How Prepared For Retirement Are We?

How Prepared For Retirement Are We?

The American College of Financial Services (The College) has been producing a Retirement Income Literacy Study every three years since 2014. The latest one, completed in 2023 and unveiled two months ago, paints a disquieting picture of the knowledge level of retirees and pre-retirees when it comes to the various sources of retirement income and their tax consequences.

The 2023 study surveyed 3,765 Americans aged 50 to 75 in 24-minute online interviews covering 38 questions on topics ranging from retirement plans, annuities, inflation, investments, life and long-term care insurance and housing, to and including government programs such as Medicare and Social Security. They found that the degree of understanding of the above topics correlates pretty well to the size of the respondent’s accumulated retirement savings. Wealthier people know more about retirement planning than poorer people. Unfortunately the average score for even the wealthiest respondents was only 50%.

The survey also revealed that inflation, housing, and Medicare were the retirement topics about which survey participants were most knowledgeable. But they answered less than one in four questions correctly involving long-term care, investments, and annuities, three areas which are critically important for a secure retirement. They all also underestimated life expectancy, which makes outliving their assets a serious risk.

Considering that successful retirement planning involves optimizing financial decision-making, the solution is obviously to improve financial literacy. Not surprisingly the study found that the higher the respondent’s educational level, the better the scores. And those who work with financial advisors scored higher than those who don’t in every topical area.
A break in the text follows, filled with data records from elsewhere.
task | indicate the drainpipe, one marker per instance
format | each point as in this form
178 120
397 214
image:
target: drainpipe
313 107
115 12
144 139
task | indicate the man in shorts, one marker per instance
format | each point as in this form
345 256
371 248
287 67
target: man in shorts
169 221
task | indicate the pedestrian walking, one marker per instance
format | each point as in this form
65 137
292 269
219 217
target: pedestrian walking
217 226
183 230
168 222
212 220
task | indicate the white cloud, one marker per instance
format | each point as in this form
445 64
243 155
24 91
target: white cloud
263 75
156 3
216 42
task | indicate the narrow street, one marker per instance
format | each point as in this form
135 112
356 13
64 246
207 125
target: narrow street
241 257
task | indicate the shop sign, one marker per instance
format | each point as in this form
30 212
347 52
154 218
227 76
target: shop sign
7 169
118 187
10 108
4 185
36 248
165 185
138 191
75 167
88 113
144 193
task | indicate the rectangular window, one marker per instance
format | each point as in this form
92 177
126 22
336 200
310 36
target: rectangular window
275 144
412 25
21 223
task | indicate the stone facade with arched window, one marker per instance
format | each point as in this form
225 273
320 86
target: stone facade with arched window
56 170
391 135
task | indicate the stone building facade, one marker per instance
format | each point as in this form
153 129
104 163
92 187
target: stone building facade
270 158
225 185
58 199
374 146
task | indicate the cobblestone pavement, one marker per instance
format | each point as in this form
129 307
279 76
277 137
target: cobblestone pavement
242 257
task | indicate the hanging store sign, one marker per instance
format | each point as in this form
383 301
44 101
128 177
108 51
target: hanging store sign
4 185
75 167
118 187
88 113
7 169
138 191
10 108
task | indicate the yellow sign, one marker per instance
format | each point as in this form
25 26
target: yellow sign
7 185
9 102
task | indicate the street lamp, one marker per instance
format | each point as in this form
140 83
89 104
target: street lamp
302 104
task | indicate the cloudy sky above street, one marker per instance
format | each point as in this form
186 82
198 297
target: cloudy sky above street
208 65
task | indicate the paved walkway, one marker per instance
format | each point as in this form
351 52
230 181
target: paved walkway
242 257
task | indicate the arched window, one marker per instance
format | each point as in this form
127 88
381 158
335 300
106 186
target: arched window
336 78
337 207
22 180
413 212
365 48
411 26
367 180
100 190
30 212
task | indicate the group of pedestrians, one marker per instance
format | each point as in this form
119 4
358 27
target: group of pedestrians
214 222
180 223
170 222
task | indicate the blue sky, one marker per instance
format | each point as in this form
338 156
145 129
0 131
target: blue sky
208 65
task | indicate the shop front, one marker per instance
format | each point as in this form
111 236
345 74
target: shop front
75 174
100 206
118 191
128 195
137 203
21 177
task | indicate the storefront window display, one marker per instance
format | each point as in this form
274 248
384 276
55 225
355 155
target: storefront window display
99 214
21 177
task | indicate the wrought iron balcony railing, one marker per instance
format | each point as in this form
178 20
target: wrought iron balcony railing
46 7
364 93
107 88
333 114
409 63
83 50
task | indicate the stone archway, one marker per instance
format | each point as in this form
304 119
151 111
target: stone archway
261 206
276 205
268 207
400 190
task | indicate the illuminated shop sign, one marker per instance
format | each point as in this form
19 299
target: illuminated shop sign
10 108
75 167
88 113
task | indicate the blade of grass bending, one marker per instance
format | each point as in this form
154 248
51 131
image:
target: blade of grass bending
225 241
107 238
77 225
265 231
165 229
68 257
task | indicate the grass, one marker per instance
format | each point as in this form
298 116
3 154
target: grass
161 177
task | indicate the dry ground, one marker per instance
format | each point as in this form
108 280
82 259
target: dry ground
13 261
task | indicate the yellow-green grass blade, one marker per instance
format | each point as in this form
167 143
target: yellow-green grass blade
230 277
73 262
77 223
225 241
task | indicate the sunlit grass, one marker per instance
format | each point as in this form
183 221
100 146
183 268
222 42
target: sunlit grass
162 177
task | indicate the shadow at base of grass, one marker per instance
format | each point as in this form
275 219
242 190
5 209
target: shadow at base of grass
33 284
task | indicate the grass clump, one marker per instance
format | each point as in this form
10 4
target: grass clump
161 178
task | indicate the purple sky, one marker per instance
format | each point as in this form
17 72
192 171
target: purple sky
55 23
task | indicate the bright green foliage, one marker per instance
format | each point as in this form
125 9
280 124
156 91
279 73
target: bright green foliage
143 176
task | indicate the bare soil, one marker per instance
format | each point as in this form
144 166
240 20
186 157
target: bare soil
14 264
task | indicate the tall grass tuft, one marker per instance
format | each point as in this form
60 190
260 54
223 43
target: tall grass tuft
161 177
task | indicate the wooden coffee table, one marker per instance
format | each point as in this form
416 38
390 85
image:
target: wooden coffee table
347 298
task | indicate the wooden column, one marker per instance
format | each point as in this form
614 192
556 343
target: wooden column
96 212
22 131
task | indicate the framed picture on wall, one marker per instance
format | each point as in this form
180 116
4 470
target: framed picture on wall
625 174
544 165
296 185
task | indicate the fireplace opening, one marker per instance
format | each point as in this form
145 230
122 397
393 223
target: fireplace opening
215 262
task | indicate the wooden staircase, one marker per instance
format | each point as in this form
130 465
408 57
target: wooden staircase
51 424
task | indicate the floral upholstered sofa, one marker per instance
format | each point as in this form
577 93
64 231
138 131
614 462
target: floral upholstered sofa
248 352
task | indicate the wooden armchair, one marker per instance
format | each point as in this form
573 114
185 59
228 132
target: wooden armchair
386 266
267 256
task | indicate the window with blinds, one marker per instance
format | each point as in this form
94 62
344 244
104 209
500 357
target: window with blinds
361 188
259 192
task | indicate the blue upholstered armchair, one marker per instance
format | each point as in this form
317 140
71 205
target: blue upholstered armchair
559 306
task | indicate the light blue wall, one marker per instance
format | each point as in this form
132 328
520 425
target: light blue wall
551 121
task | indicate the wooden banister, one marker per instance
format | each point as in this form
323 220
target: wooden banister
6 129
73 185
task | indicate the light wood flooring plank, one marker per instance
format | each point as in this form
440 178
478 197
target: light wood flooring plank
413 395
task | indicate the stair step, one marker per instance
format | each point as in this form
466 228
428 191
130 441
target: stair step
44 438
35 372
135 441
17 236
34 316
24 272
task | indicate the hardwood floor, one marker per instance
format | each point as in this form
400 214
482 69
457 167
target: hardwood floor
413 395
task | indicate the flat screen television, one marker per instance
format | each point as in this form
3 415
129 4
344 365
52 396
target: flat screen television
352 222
But not everyone can afford personalized advice, and those Americans with fewer financial assets are at greater risk of running out of money than wealthier individuals.

The researchers also administered the 38-question quiz to ChatGPT. Steve Parrish, a professor at The College, noted that the generative AI tool scored only 45%, not much better than the overall 31% average of the human participants. The implication is that good knowledge of the complexities associated with the various facets of retirement planning may be hard to come by even for do-it-yourselfers.

As Parrish puts it, a successful retirement plan is not measured by getting a better score, but by the preparedness and confidence that comes with having better knowledge about all the choices involved in good retirement planning. How can we as a society improve the financial literacy of all our citizens? I believe it starts with incorporating personal finance instruction in secondary and even elementary schools so that a much greater segment of the population has sufficient grounding to be able to pick up that knowledge when they get older.

And it wouldn’t hurt to make our tax and health care systems a lot simpler as well.

Here’s a link to the study: https://www.theamericancollege.edu/knowledge-hub/retirement-income-literacy-study

One Response

  1. You wrote that annuities are critically important for retirement. I disagree. They’re only for people with extra savings and a long life expectancy who care more about “guaranteed” income than controlling their own resources. I do think it’s very important (financial literacy) for everyone to understand how annuities and annuitized pensions are similar, versus lump sum payouts => invested. And the concepts of life insurance (protecting your heirs against you living too short) and longevity insurance (deferring SS, at least considering annuities/annuitization), etc. But actually BUYING annuities? Far from critical.